My ongoing commitments include:
✨ Redistribution: A small portion of my income is donated to Indigenous-led organizations and healing initiatives:
✨ Relational Learning: I seek out Indigenous wisdom-keepers, educators, and community-led teachings, and remain mindful of cultural boundaries and permissions.
✨ Ceremony & Consent: My offerings centre slowness, consent, and relationship - a gentle antidote to extractive, colonized ways of being.
✨ Embodied Unlearning: I continue to reckon with how colonialism lives in my nervous system - and how somatic work can support deeper relational repair.
✨ Collective Accountability: As a member of Showing Up for Racial Justice (SURJ) Toronto, I participate in education, action, and redistribution efforts aimed at dismantling racism and building solidarity with Black, Indigenous, and racialised communities.
✨ Continued Education: Through Comrades Education, I’ve deepened my understanding of whiteness, identity, and liberation by completing the courses Before We Were White and Foundations in Anti-Racism Work.

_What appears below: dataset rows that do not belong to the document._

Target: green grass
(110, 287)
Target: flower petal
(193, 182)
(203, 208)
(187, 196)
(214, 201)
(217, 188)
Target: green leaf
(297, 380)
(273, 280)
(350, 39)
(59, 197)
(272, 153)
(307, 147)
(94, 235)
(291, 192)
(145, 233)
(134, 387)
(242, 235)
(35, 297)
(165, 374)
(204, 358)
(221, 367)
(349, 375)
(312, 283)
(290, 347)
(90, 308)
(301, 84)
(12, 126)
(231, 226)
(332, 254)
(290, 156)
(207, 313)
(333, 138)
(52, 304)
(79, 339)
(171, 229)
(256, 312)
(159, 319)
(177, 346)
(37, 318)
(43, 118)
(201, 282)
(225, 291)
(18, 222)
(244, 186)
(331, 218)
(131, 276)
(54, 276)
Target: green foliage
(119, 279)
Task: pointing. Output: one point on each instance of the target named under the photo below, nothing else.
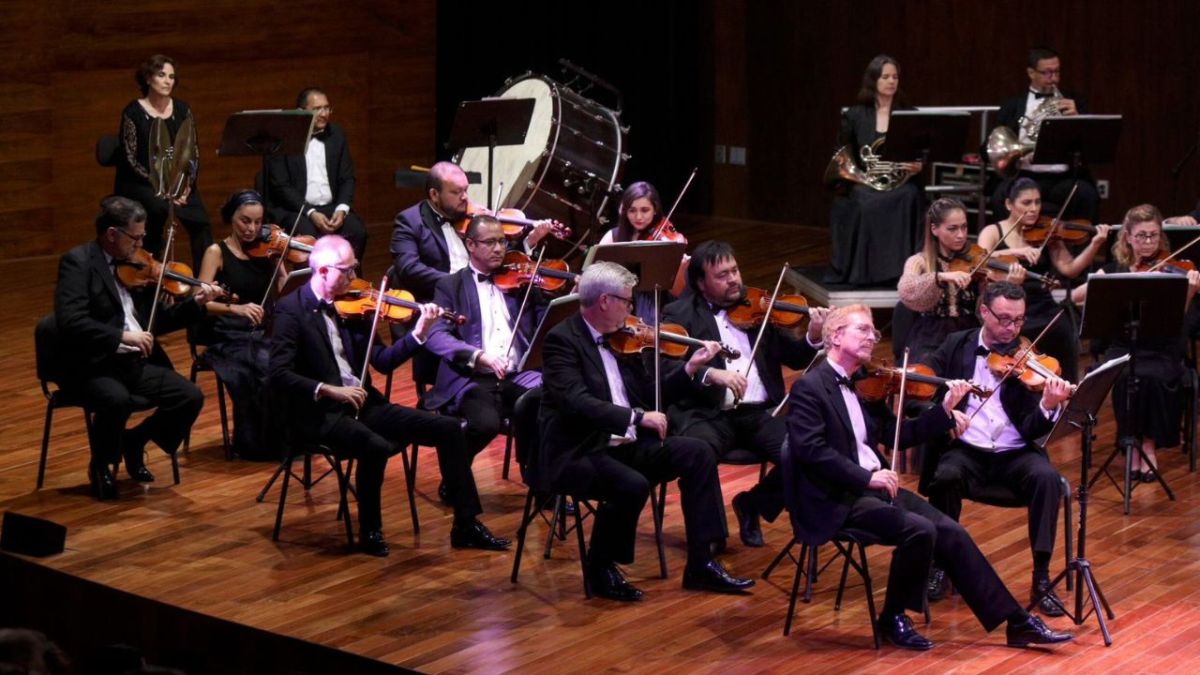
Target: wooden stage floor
(205, 545)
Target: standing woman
(874, 231)
(156, 79)
(1024, 203)
(237, 347)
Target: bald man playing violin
(108, 353)
(1000, 446)
(837, 479)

This learning has included study and dialogue around anti-Zionism, antisemitism and islamophobia as part of a broader commitment to liberation for all peoples. These teachings continue to shape how I meet discomfort, accountability, and the embodied edges of change.

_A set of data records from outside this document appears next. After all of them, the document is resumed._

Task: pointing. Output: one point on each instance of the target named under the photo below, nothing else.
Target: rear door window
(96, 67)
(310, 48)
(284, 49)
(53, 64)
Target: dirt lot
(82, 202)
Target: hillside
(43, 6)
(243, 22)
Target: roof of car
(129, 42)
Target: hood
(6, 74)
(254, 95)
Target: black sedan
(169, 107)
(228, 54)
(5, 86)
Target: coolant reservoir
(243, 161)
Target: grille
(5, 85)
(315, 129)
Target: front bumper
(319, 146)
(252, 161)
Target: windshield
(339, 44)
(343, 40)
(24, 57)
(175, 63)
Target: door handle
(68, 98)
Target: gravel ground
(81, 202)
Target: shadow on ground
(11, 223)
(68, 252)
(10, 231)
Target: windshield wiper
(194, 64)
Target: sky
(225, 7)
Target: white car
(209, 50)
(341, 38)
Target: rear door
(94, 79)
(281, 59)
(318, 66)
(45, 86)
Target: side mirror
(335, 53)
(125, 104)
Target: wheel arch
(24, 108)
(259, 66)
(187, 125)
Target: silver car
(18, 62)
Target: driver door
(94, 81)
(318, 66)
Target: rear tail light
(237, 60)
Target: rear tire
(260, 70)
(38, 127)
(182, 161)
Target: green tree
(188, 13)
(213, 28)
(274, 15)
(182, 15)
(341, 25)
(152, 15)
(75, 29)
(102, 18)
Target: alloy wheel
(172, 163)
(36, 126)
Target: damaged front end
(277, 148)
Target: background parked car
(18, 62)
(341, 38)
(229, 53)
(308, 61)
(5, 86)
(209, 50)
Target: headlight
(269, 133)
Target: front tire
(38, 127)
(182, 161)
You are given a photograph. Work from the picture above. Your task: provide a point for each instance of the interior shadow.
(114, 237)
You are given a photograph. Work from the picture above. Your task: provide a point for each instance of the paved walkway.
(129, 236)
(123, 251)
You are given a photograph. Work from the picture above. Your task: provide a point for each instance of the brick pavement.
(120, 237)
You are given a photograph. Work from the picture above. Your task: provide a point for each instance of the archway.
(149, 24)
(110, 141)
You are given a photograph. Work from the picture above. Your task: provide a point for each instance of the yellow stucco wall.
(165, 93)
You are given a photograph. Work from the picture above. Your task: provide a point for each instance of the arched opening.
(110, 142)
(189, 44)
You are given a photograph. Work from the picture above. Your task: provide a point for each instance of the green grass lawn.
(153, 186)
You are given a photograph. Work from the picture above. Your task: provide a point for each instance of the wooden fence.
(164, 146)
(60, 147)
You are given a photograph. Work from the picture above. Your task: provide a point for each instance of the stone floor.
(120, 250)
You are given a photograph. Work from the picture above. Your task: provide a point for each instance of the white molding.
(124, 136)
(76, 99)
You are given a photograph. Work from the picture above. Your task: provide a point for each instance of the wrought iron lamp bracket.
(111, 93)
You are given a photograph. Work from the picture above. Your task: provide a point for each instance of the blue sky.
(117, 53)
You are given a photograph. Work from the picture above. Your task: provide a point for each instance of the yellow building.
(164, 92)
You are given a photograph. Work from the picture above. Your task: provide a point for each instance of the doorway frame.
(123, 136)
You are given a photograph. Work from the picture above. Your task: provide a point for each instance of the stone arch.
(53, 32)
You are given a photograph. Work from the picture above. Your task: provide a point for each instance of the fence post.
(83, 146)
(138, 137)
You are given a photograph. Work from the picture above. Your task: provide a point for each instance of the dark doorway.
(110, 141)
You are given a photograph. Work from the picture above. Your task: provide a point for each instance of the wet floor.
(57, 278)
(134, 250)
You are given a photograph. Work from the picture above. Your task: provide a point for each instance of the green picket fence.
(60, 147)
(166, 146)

✨ Liberation Across Borders: Through my ongoing participation with The Pocket Project, I serve as a Practice Group Leader and am currently a Global Social Witnessing Facilitator in training. This work engages collective trauma healing and the systemic imprints of oppression across generations and geographies. It invites me to listen deeply to the pain and longing held in our collective nervous system, and to stay tethered to love as a form of resistance.

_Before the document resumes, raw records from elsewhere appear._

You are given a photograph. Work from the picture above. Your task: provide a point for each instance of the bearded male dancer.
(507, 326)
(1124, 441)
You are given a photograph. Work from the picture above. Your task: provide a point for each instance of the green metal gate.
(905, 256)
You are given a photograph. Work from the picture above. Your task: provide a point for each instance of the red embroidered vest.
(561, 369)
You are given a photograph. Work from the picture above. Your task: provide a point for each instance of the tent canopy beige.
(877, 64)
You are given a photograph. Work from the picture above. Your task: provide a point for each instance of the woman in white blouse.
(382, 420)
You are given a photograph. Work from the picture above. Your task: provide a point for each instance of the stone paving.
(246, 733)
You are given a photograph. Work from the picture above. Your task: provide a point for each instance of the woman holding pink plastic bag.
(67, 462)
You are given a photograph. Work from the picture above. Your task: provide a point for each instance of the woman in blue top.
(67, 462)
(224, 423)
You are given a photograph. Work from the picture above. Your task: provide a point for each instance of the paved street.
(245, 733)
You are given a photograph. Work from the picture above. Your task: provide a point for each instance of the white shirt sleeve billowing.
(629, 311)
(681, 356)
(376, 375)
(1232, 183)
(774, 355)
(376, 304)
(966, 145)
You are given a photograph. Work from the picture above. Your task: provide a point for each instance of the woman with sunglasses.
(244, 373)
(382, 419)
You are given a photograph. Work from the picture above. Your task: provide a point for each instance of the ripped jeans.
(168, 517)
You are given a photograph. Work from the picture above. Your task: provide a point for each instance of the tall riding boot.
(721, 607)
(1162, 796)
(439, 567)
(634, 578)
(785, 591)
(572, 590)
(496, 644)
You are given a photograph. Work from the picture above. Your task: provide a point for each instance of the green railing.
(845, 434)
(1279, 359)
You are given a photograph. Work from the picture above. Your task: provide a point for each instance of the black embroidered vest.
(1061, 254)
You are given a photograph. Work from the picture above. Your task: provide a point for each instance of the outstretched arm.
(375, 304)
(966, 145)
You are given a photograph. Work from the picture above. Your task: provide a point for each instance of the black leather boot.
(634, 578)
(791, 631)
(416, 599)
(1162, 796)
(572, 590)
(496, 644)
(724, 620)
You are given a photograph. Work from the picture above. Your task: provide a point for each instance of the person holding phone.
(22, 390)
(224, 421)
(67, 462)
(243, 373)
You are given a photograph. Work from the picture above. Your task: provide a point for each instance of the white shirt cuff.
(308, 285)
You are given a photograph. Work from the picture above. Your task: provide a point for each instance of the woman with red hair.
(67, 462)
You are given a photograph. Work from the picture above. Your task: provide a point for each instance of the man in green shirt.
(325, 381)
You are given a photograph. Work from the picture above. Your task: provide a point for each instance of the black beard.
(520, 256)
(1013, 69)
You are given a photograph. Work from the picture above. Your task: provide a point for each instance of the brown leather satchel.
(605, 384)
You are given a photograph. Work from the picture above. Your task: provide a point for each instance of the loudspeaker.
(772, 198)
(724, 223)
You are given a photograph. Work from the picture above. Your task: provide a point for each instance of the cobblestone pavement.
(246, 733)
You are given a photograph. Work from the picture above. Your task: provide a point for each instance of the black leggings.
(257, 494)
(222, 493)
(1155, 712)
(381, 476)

✨ Earth Connection & Climate Care:
Through my study and practice of Joanna Macy’s Work That Reconnects, I continue to deepen my relationship with the living Earth and the more-than-human world. This work roots my activism and healing practice in reverence, grief, and gratitude - recognizing the climate crisis as both an ecological emergency and a spiritual invitation to remember our interbeing.
I’m also nourished by learning from regenerative farming practices and local sustainability efforts that honour the cycles of renewal and reciprocity. These teachings remind me that restoration begins close to home - in how we grow, consume, compost, and care. They inform how I listen to the land, tend to despair and hope, and orient toward collective regeneration.
I invite you too, to pause and gently trace the storylines that live in your bones, consider your own lineage and your relationship to the lands you walk.
What are the lands and longings your ancestors carried?
How might their stories inform your own path of repair and return?
May we each step into the work of repair and restoration.